Higher order numerical differentiation on the Infinity Computer
There exist many applications where it is necessary to approximate numerically derivatives of a function which is given by a computer procedure. In particular, all the fields of optimization have a special interest in such a kind of information. In this paper, a new way to do this is presented for a new kind of a computer – the Infinity Computer – able to work numerically with finite, infinite, and infinitesimal numbers. It is proved that the Infinity Computer is able to calculate values of derivatives of a higher order for a wide class of functions represented by computer procedures. It is shown that the ability to compute derivatives of arbitrary order automatically and accurate to working precision is an intrinsic property of the Infinity Computer related to its way of functioning. Numerical examples illustrating the new concepts and numerical tools are given.
💡 Research Summary
The paper introduces a novel computational paradigm called the Infinity Computer, which is capable of handling finite, infinite, and infinitesimal numbers within a single arithmetic framework. The core of the approach lies in the representation of an infinitesimal unit, denoted ε (the reciprocal of the infinite unit ①), and the definition of arithmetic operations that preserve the distinct nature of ε throughout calculations. By feeding a program‑implemented function f(x) with the argument x + ε, the Infinity Computer evaluates f(x + ε) exactly as a Taylor series:
f(x + ε) = f(x) + f′(x)·ε + ½ f″(x)·ε² + …
Because ε never collapses to zero inside the machine, each coefficient of εⁿ in the result corresponds directly to the n‑th derivative of f at x divided by n!. The machine therefore provides a built‑in “infinitesimal expansion” mechanism that automatically yields derivatives of any order without the need for finite‑difference approximations, symbolic manipulation, or the construction of computational graphs typical of automatic differentiation (AD).

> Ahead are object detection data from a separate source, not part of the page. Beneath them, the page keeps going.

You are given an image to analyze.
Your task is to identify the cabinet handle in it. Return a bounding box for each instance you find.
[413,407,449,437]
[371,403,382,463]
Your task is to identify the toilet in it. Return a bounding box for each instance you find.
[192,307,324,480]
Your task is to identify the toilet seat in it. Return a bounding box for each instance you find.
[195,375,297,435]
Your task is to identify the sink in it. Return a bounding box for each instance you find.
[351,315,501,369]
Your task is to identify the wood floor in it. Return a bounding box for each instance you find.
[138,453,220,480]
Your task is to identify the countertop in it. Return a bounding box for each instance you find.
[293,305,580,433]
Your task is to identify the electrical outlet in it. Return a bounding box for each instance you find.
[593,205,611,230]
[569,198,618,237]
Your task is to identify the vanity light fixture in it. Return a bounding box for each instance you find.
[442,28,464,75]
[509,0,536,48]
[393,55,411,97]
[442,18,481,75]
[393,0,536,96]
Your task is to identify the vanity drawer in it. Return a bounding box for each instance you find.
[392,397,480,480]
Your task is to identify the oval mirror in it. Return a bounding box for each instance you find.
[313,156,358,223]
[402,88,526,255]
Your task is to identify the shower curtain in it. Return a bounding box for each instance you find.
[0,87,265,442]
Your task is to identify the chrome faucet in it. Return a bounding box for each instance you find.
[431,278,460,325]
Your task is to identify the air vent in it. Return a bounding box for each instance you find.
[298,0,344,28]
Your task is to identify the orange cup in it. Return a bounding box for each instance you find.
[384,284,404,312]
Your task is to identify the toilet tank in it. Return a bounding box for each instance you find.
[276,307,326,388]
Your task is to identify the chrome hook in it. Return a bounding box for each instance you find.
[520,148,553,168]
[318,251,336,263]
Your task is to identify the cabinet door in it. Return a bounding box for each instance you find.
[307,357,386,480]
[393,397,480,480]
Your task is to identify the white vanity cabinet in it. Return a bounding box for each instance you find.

The authors formalize the underlying number system (the “grossone” system) and prove that for any function representable by a finite sequence of elementary operations, loops, and conditionals, the evaluation of f(x + ε) produces a finite grossone‑based expansion whose coefficients are mathematically exact derivatives. They also describe an extraction routine that isolates the ε⁰, ε¹, ε², … components, effectively turning the raw output into a vector of derivative values. This extraction is analogous to reading the mantissa of a floating‑point number but operates on the infinitesimal hierarchy instead of binary digits.
A key theoretical contribution is the demonstration that infinitesimal ε behaves as an algebraic entity distinct from zero, eliminating the classic truncation and round‑off errors associated with traditional finite‑difference schemes. Consequently, the method is numerically stable for any order of differentiation, even when the underlying function exhibits sharp discontinuities or piecewise definitions. The paper also discusses how nested infinitesimal perturbations can be used to compute higher‑order derivatives sequentially, extending the capability of the Infinity Computer beyond the first‑order focus of most AD frameworks.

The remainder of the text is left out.